Summer care arrangements are often more informal than they are during the school year. Between part-time preschools, vacation Bible schools and play groups, very young children are often under the supervision of adults who don’t possess the training to know what’s developmentally appropriate. As well intentioned as teachers and summer volunteers in your classroom may be, working with preschoolers can be a real challenge.
While it’s certainly not exhaustive, hopefully this list is enough to keep a volunteer or a new teacher from losing their mind or patience trying to understand a preschooler!
- Preschoolers can only sit in a group for about five to 10 minutes at a time.
- If you find yourself having to correct a preschooler about their behavior when sitting in a large group , they are not engaging with what you are telling them. It is better to move on to something else, because they are not getting what you want them to get anyway.

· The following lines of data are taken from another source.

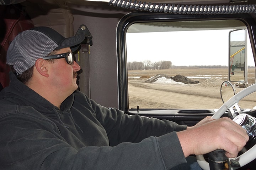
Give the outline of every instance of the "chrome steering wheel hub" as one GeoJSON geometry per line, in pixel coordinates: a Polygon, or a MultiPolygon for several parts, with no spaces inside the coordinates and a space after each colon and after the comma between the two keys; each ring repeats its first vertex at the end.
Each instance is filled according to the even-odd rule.
{"type": "Polygon", "coordinates": [[[250,115],[240,114],[233,119],[236,123],[246,130],[249,136],[256,136],[256,119],[250,115]]]}

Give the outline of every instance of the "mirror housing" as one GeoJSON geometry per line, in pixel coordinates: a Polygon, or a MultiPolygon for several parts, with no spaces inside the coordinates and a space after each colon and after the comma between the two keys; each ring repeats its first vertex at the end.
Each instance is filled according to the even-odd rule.
{"type": "Polygon", "coordinates": [[[229,32],[229,80],[248,86],[247,30],[235,29],[229,32]]]}

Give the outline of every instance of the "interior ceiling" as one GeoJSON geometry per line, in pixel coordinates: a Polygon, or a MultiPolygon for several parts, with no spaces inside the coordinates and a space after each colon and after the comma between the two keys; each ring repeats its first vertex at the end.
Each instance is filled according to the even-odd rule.
{"type": "MultiPolygon", "coordinates": [[[[80,0],[84,1],[102,1],[108,2],[110,0],[80,0]]],[[[114,0],[116,1],[116,0],[114,0]]],[[[237,5],[252,4],[255,3],[255,0],[137,0],[137,2],[140,1],[150,2],[151,3],[156,3],[161,4],[173,4],[187,5],[237,5]]],[[[70,2],[74,1],[70,0],[70,2]]],[[[134,0],[132,0],[132,2],[134,2],[134,0]]]]}
{"type": "MultiPolygon", "coordinates": [[[[29,1],[37,1],[39,3],[54,4],[59,1],[65,3],[76,5],[95,5],[98,4],[100,2],[108,2],[110,0],[42,0],[40,1],[28,0],[29,1]]],[[[114,0],[116,1],[116,0],[114,0]]],[[[134,2],[135,0],[131,0],[134,2]]],[[[17,4],[26,0],[0,0],[0,5],[7,5],[17,4]]],[[[138,0],[137,2],[139,1],[138,0]]],[[[170,4],[180,4],[187,5],[238,5],[252,4],[255,4],[255,0],[141,0],[143,2],[170,4]]]]}

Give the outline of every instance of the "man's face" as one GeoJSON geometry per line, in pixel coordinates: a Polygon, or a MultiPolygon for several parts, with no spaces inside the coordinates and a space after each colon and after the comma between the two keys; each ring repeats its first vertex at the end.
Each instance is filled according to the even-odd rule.
{"type": "MultiPolygon", "coordinates": [[[[60,49],[56,54],[71,52],[69,47],[60,49]]],[[[80,66],[74,61],[73,65],[68,63],[65,58],[55,59],[51,65],[50,78],[52,85],[59,92],[67,96],[70,95],[78,88],[76,72],[81,69],[80,66]]]]}

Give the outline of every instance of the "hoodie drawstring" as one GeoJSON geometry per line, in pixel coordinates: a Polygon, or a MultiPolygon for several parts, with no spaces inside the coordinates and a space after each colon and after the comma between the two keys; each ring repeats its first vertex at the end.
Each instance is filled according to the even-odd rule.
{"type": "Polygon", "coordinates": [[[68,112],[69,113],[69,116],[70,118],[71,118],[71,119],[73,121],[73,122],[74,122],[74,124],[75,124],[75,126],[76,127],[76,128],[77,128],[82,133],[84,133],[84,131],[82,130],[82,129],[81,129],[80,128],[80,127],[79,127],[79,126],[78,126],[78,125],[76,123],[75,121],[75,120],[74,119],[74,118],[73,118],[73,116],[72,115],[72,114],[71,114],[71,112],[70,111],[70,110],[68,110],[68,112]]]}

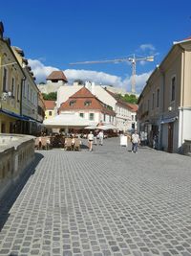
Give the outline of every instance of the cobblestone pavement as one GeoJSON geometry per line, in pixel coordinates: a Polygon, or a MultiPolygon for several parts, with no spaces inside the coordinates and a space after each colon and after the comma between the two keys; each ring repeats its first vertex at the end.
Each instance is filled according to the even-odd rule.
{"type": "Polygon", "coordinates": [[[94,150],[36,151],[1,204],[0,255],[191,255],[191,157],[94,150]]]}

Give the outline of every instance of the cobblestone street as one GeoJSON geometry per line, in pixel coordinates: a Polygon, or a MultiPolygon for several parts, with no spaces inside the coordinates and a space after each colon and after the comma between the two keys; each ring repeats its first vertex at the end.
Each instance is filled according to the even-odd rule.
{"type": "Polygon", "coordinates": [[[0,205],[1,256],[191,256],[191,157],[112,138],[30,172],[0,205]]]}

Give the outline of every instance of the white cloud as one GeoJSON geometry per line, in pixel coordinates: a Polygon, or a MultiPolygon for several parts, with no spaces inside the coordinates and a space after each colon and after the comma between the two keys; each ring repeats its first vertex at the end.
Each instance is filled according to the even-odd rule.
{"type": "Polygon", "coordinates": [[[139,48],[144,52],[147,51],[147,50],[150,50],[150,51],[155,51],[156,50],[155,46],[153,46],[151,43],[141,44],[139,46],[139,48]]]}
{"type": "MultiPolygon", "coordinates": [[[[34,76],[36,77],[36,82],[45,81],[46,78],[54,70],[58,70],[55,67],[45,66],[37,59],[29,59],[29,64],[32,69],[34,76]]],[[[95,81],[96,84],[114,85],[117,87],[125,88],[127,91],[131,91],[131,77],[127,76],[124,80],[121,77],[110,75],[104,72],[97,72],[92,70],[83,69],[66,69],[63,71],[69,83],[73,83],[74,80],[95,81]]],[[[136,75],[136,91],[140,93],[146,81],[151,75],[151,71],[140,75],[136,75]]]]}
{"type": "Polygon", "coordinates": [[[117,84],[117,86],[122,86],[122,81],[120,77],[110,75],[104,72],[83,69],[66,69],[64,74],[71,82],[73,82],[74,80],[80,79],[82,81],[95,81],[97,84],[117,84]]]}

- Preschoolers are visual learners and would like to see pictures combined with hearing a description of something.
- They learn by doing–give them something that they can do with their hands that will help them learn.
- If you have control of the room arrangement, small nooks and play areas are easier to control than one giant open space. Large open spaces invite wrestling matches or running in circles.
- Preschooler’s vocabulary is growing rapidly, however they do not have all of the words you have. You may have to give them some words to help them explain what’s on their mind.
- They do not understand sarcasm and may even get their feelings hurt if you tease them. They are very literal and their sense of humor is just developing. That is why they think knock knock jokes are funny, and why they may try to tell a joke that does not make sense. Sarcasm is a very sophisticated level of humor which not only is lost on a preschooler, but can be hurtful.
- Telling a preschooler to “share” is a concept that is hard for them because they believe they are center of the universe. Sharing can be perceived as a threat. Tell them exactly what you want them to do with the crayon, ball, bike, etc. Say, “You use the toy and then Rebecca will use the toy, and then you can use it again.” That way they know that they are not losing the toy forever.
- When in doubt, read a familiar book. The Very Hungry Caterpillar or Brown Bear, Brown Bear will almost always redirect a group. If you would like to have them participate, use a Wheels on the Bus type of book to get some physical energy out.
- Always remember that behaviors are feelings to be understood. Before you label a child’s behavior as bad or wrong, try to think about why they are “acting out.” Are they hungry, tired, anxious of a new situation, worried about making a transition or lonely? Try to put yourself in their shoes to see if one of these feelings could be the underlying problem.